米バイデン大統領が、インフレ抑制策のひとつとして中国向けの関税引き下げを検討している。中間選挙での逆風が予想される中、経済界に対して配慮する必要性が高まったことが原因だが、対中関税を元に戻せば、中国封じ込めの戦略は逆回転する。この問題は、政治的には中国と対立しながら、経済的には中国に依存する日本にとっても重要である。(加谷 珪一:経済評論家)
インフレ抑制が最優先課題に
米国はトランプ政権以降、中国を敵視する戦略に切り換えており、中国からの輸入に高関税をかけている。

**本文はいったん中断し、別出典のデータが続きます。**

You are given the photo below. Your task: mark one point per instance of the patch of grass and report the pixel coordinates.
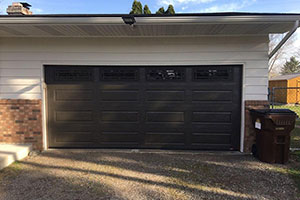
(295, 138)
(294, 170)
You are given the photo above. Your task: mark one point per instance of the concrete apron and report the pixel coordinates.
(9, 153)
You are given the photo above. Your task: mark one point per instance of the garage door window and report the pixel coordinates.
(119, 74)
(165, 75)
(73, 75)
(213, 74)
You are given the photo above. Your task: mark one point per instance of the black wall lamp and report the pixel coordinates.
(130, 20)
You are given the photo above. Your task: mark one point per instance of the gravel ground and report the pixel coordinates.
(118, 175)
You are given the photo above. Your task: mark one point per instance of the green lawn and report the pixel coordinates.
(294, 169)
(295, 138)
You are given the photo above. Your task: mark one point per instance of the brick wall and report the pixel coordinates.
(249, 139)
(21, 122)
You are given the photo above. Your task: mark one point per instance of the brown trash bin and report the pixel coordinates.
(273, 128)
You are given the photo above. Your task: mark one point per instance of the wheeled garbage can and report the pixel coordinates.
(273, 128)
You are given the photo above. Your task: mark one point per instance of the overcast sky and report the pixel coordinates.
(181, 6)
(123, 6)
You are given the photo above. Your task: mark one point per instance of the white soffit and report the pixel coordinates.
(89, 26)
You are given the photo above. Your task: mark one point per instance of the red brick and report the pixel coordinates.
(21, 122)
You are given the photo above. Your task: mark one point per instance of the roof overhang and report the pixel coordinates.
(215, 24)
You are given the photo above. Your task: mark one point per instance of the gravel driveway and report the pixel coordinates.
(100, 174)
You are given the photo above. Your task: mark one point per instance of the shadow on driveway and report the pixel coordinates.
(92, 174)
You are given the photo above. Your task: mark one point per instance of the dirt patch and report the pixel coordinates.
(133, 175)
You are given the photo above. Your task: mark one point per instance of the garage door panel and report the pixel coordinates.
(166, 106)
(119, 138)
(192, 107)
(120, 106)
(212, 96)
(173, 127)
(73, 127)
(120, 95)
(113, 116)
(212, 107)
(119, 127)
(74, 95)
(74, 116)
(75, 137)
(165, 117)
(164, 139)
(211, 127)
(210, 138)
(165, 95)
(211, 117)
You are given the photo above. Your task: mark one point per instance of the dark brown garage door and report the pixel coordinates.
(190, 107)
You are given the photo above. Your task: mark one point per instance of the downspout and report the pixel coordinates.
(283, 41)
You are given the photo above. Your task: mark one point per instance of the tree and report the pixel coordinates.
(137, 7)
(291, 66)
(170, 10)
(161, 11)
(278, 60)
(147, 11)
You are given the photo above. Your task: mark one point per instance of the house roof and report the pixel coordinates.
(285, 77)
(112, 25)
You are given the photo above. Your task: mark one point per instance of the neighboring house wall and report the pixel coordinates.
(286, 96)
(22, 59)
(293, 94)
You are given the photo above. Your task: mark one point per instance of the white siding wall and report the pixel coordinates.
(22, 60)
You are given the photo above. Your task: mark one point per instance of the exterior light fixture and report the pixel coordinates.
(130, 20)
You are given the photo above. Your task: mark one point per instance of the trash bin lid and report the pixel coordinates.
(273, 111)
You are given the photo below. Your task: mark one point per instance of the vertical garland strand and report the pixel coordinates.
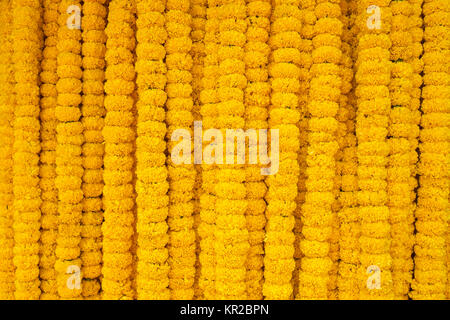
(27, 44)
(152, 185)
(430, 274)
(372, 92)
(284, 115)
(198, 13)
(179, 105)
(118, 161)
(257, 100)
(47, 171)
(69, 166)
(416, 62)
(208, 100)
(324, 95)
(93, 112)
(231, 234)
(6, 154)
(401, 209)
(348, 214)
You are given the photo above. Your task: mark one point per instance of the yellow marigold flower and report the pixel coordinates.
(49, 212)
(118, 191)
(430, 275)
(151, 195)
(27, 192)
(7, 106)
(371, 131)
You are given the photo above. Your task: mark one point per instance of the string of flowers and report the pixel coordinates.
(27, 43)
(198, 13)
(179, 106)
(93, 112)
(152, 185)
(400, 190)
(6, 154)
(284, 114)
(69, 165)
(47, 172)
(430, 274)
(231, 234)
(257, 100)
(118, 161)
(415, 60)
(307, 18)
(324, 94)
(208, 99)
(349, 229)
(372, 77)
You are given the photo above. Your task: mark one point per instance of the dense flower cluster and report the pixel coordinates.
(208, 100)
(26, 44)
(118, 161)
(430, 273)
(93, 112)
(284, 115)
(401, 132)
(47, 172)
(323, 105)
(182, 245)
(6, 153)
(97, 96)
(198, 14)
(69, 162)
(346, 168)
(373, 70)
(257, 100)
(153, 31)
(231, 235)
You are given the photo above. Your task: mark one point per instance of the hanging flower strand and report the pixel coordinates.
(430, 274)
(93, 112)
(152, 185)
(257, 100)
(118, 161)
(400, 190)
(373, 71)
(27, 44)
(47, 172)
(6, 154)
(69, 166)
(283, 115)
(208, 111)
(179, 105)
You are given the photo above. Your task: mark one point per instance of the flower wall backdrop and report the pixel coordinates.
(95, 202)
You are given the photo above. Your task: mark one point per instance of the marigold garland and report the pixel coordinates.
(47, 172)
(7, 287)
(401, 131)
(208, 99)
(93, 112)
(324, 95)
(27, 43)
(430, 275)
(257, 99)
(182, 246)
(118, 161)
(69, 165)
(94, 206)
(152, 186)
(373, 77)
(283, 115)
(198, 13)
(346, 169)
(231, 234)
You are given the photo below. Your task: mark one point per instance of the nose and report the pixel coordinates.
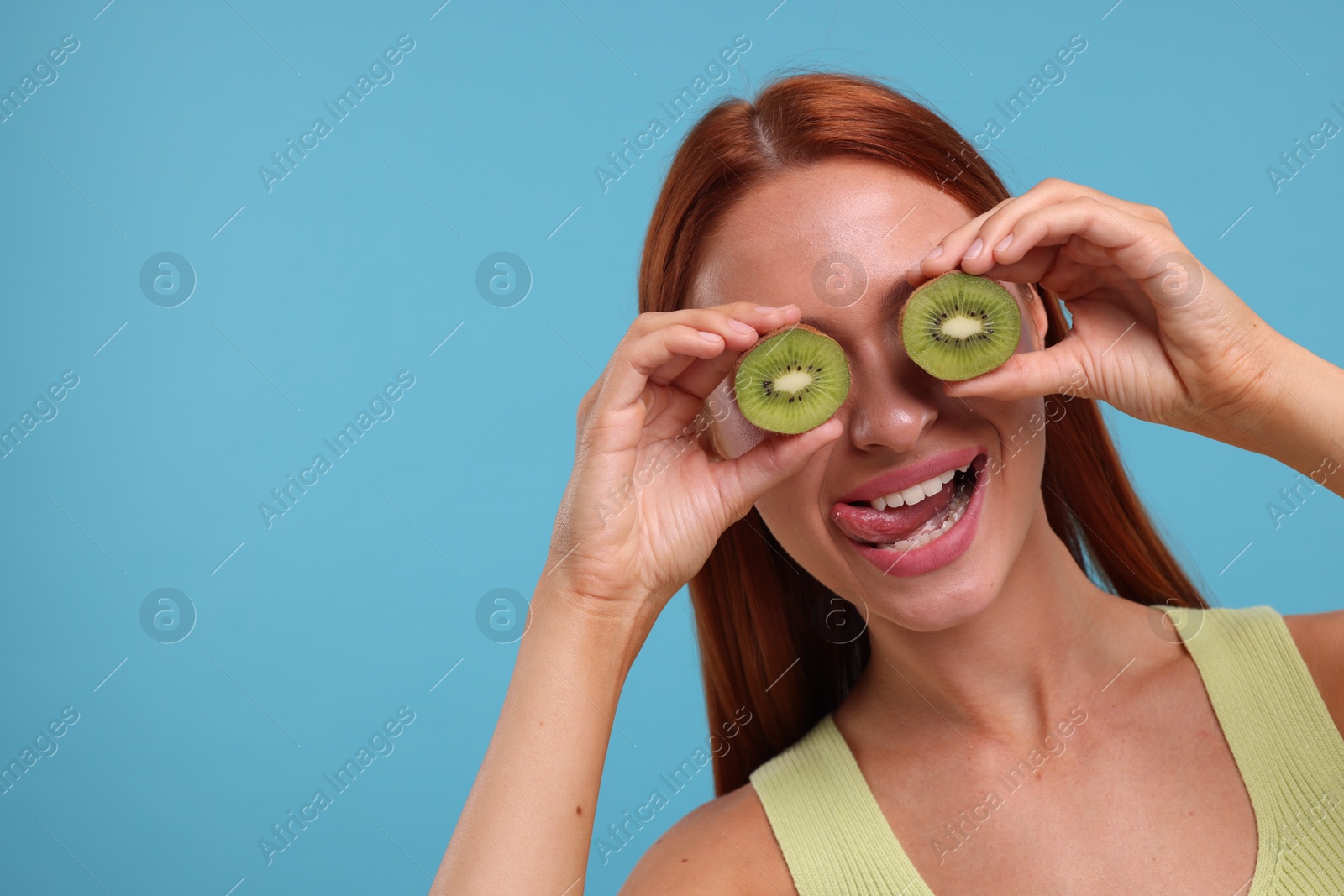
(894, 403)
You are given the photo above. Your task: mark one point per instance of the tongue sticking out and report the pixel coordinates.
(882, 527)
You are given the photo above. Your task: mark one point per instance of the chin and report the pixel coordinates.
(934, 607)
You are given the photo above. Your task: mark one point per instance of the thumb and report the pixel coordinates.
(774, 459)
(1026, 375)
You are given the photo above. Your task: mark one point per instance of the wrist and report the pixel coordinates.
(593, 633)
(1299, 418)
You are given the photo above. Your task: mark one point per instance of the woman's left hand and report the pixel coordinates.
(1153, 332)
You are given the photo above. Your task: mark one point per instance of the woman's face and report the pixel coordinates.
(811, 238)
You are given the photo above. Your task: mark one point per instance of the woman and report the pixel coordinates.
(1037, 700)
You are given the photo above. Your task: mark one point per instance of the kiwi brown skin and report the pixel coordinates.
(732, 374)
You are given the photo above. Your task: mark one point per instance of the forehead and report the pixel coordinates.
(806, 235)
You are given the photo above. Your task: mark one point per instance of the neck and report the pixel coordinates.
(1041, 647)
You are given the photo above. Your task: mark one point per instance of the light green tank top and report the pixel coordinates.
(1288, 750)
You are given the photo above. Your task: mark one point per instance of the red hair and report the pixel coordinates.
(752, 605)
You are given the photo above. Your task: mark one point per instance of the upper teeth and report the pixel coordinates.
(917, 493)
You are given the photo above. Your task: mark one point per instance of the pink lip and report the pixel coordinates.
(913, 474)
(938, 553)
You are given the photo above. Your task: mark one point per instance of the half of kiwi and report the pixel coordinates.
(792, 380)
(960, 325)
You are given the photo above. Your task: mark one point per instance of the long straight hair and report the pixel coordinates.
(754, 609)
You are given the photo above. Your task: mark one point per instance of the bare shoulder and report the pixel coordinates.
(723, 846)
(1320, 640)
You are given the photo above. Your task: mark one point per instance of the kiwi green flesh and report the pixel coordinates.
(792, 382)
(960, 325)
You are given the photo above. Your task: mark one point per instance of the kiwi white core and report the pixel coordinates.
(793, 382)
(963, 327)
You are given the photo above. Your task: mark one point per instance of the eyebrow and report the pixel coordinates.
(891, 301)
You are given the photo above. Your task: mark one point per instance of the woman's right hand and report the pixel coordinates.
(645, 503)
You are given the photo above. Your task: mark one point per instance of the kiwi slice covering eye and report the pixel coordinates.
(792, 380)
(960, 325)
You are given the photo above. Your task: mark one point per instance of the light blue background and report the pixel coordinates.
(363, 259)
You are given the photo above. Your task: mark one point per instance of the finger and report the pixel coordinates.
(644, 348)
(978, 238)
(726, 320)
(745, 479)
(1050, 371)
(1100, 224)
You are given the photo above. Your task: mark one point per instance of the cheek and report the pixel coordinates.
(732, 432)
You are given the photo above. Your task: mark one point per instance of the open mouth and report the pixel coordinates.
(916, 516)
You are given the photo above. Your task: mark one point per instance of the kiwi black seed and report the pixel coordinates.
(792, 380)
(960, 325)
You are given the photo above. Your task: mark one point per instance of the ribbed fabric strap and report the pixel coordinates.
(837, 842)
(1285, 743)
(830, 828)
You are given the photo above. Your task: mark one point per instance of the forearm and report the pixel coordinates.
(528, 821)
(1303, 425)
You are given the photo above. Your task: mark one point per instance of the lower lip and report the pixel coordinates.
(938, 553)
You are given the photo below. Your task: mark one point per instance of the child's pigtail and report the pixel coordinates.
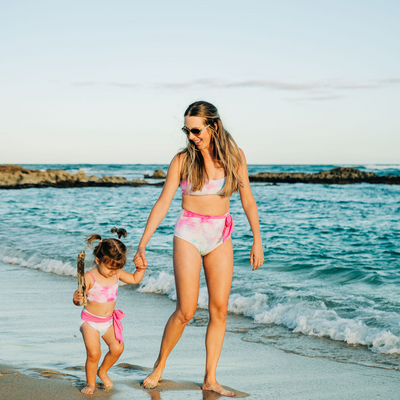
(119, 231)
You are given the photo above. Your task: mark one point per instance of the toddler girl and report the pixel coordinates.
(99, 317)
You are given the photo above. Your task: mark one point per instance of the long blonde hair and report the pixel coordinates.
(226, 151)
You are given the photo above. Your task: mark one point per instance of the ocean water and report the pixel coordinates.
(330, 283)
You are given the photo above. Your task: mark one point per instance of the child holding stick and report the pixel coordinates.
(99, 317)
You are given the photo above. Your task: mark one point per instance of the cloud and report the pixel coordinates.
(328, 87)
(318, 98)
(391, 80)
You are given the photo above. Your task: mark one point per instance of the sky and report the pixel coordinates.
(295, 81)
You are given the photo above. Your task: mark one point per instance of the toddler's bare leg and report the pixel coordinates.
(91, 338)
(115, 350)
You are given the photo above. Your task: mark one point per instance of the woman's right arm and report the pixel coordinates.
(160, 209)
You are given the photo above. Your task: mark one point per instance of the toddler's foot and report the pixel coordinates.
(152, 380)
(89, 389)
(216, 387)
(108, 383)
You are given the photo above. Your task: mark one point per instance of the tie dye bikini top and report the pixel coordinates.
(102, 294)
(210, 187)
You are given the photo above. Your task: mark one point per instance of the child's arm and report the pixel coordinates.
(78, 295)
(134, 278)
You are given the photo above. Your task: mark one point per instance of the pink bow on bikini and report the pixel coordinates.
(228, 227)
(117, 315)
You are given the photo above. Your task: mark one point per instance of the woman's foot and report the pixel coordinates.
(152, 380)
(216, 387)
(108, 383)
(89, 389)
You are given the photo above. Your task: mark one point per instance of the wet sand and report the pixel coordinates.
(43, 343)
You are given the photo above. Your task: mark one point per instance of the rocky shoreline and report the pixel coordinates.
(17, 177)
(337, 176)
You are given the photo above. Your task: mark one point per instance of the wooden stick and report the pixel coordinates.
(81, 277)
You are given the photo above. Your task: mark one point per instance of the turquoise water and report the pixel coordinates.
(330, 283)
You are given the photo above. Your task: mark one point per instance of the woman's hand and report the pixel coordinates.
(78, 297)
(140, 258)
(256, 256)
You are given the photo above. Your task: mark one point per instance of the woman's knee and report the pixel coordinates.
(94, 355)
(219, 312)
(184, 316)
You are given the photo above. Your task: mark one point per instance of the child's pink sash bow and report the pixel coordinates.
(117, 315)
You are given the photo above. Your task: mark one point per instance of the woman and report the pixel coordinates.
(209, 170)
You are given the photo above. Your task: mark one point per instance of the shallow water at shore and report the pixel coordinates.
(328, 288)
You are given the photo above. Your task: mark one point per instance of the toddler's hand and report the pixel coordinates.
(78, 297)
(140, 259)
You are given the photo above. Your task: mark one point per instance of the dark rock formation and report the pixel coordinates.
(158, 174)
(339, 176)
(17, 177)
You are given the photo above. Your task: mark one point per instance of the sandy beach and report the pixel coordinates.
(46, 361)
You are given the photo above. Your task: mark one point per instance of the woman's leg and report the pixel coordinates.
(91, 338)
(187, 265)
(115, 350)
(218, 269)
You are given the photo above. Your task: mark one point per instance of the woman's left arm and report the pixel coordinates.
(250, 208)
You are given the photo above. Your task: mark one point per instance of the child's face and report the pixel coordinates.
(104, 270)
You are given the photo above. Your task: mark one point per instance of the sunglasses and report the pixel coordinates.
(195, 131)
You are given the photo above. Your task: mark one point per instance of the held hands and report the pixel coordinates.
(140, 259)
(256, 256)
(78, 297)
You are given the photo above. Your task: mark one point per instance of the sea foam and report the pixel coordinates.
(307, 318)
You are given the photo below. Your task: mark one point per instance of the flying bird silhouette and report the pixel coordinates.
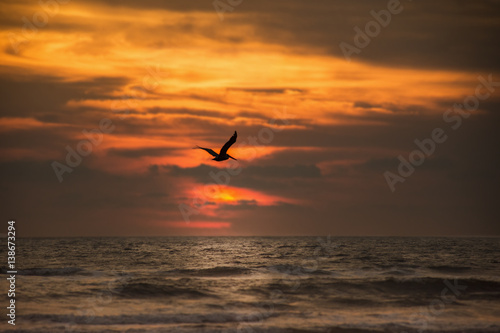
(222, 155)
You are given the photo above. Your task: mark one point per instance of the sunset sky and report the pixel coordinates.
(317, 132)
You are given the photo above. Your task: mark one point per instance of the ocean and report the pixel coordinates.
(255, 284)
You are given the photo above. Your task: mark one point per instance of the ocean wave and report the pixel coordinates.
(219, 271)
(64, 271)
(450, 269)
(144, 319)
(297, 269)
(148, 290)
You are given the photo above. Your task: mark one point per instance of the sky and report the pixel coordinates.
(355, 118)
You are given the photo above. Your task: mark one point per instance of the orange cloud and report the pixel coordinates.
(200, 225)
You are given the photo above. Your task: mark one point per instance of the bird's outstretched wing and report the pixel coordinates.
(228, 144)
(210, 151)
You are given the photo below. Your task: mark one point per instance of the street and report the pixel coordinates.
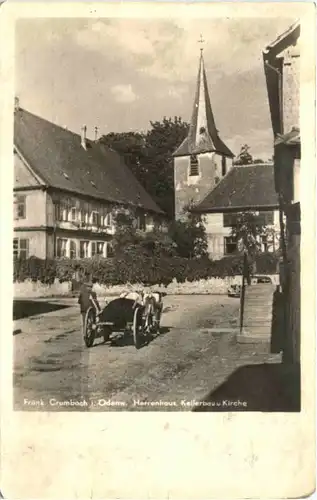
(195, 353)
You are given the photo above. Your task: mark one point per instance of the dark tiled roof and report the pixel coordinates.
(287, 38)
(244, 187)
(56, 155)
(209, 140)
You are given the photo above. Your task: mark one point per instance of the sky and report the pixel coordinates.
(120, 74)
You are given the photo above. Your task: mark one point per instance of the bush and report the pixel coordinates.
(135, 266)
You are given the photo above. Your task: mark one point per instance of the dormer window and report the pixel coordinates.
(194, 168)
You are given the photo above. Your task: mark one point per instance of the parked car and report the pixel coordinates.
(263, 279)
(234, 291)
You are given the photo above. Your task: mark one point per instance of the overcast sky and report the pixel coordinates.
(121, 74)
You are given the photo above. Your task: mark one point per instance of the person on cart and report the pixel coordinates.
(87, 298)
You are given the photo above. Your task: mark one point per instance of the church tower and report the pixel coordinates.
(202, 159)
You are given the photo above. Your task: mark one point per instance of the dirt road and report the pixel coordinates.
(53, 370)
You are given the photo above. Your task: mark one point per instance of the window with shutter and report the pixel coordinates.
(23, 248)
(83, 249)
(230, 245)
(109, 249)
(16, 248)
(100, 246)
(61, 247)
(72, 249)
(93, 248)
(20, 207)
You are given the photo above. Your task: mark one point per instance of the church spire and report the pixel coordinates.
(202, 136)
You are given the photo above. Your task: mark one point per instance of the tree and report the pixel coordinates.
(161, 141)
(132, 147)
(149, 156)
(189, 234)
(126, 233)
(247, 231)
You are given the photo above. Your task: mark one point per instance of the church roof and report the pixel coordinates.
(203, 135)
(246, 187)
(58, 158)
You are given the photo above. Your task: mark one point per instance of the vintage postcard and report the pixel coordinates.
(159, 160)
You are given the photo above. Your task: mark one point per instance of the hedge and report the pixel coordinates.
(136, 269)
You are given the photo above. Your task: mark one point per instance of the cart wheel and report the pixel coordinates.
(106, 333)
(137, 327)
(89, 334)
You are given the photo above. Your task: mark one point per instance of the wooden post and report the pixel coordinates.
(244, 276)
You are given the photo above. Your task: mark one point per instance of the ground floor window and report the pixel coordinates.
(72, 249)
(230, 245)
(100, 247)
(61, 245)
(20, 248)
(83, 249)
(109, 249)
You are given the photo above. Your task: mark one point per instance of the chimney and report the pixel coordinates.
(16, 104)
(83, 136)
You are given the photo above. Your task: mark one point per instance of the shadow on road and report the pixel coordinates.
(26, 308)
(264, 388)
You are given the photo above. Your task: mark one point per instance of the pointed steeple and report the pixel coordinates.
(203, 135)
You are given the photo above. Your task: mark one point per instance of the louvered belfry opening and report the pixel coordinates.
(194, 166)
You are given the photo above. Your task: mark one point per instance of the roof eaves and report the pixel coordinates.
(241, 208)
(39, 177)
(292, 32)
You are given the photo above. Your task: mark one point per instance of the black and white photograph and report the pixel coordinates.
(156, 214)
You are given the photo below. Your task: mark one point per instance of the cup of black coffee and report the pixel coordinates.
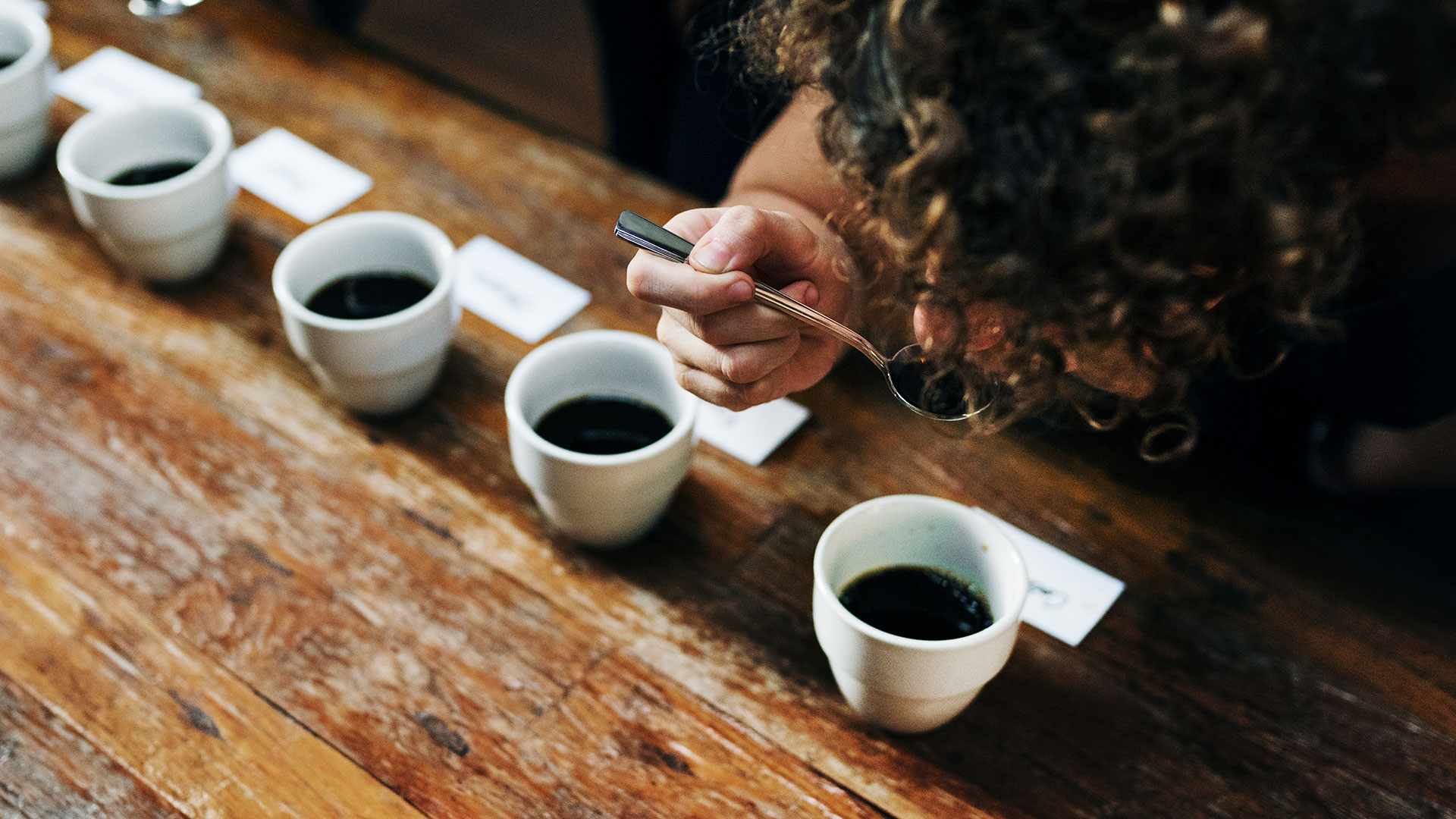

米通商法301条に基づき、追加関税が4回に分けて発動され、3700億ドル(約48兆円)分について最大25%、関税が上乗せされた。発動前は数%の関税率だったので、輸入を行う米国企業から見ると、大幅なコスト増加要因である。
2020年1月に発足したバイデン政権も、基本的にトランプ政権の対中政策を継承しており、税率などで多少の変更はあったものの、事実上の貿易戦争が続いている。一連の措置は4年単位で見直しが行われるが、基本的に米国と中国の関係は変わっておらず、今後も関税措置が継続すると予想されていた。
ここに来てバイデン政権が見直しの可能性について言及したのは、11月に行われる中間選挙での苦戦が取り沙汰されているからである。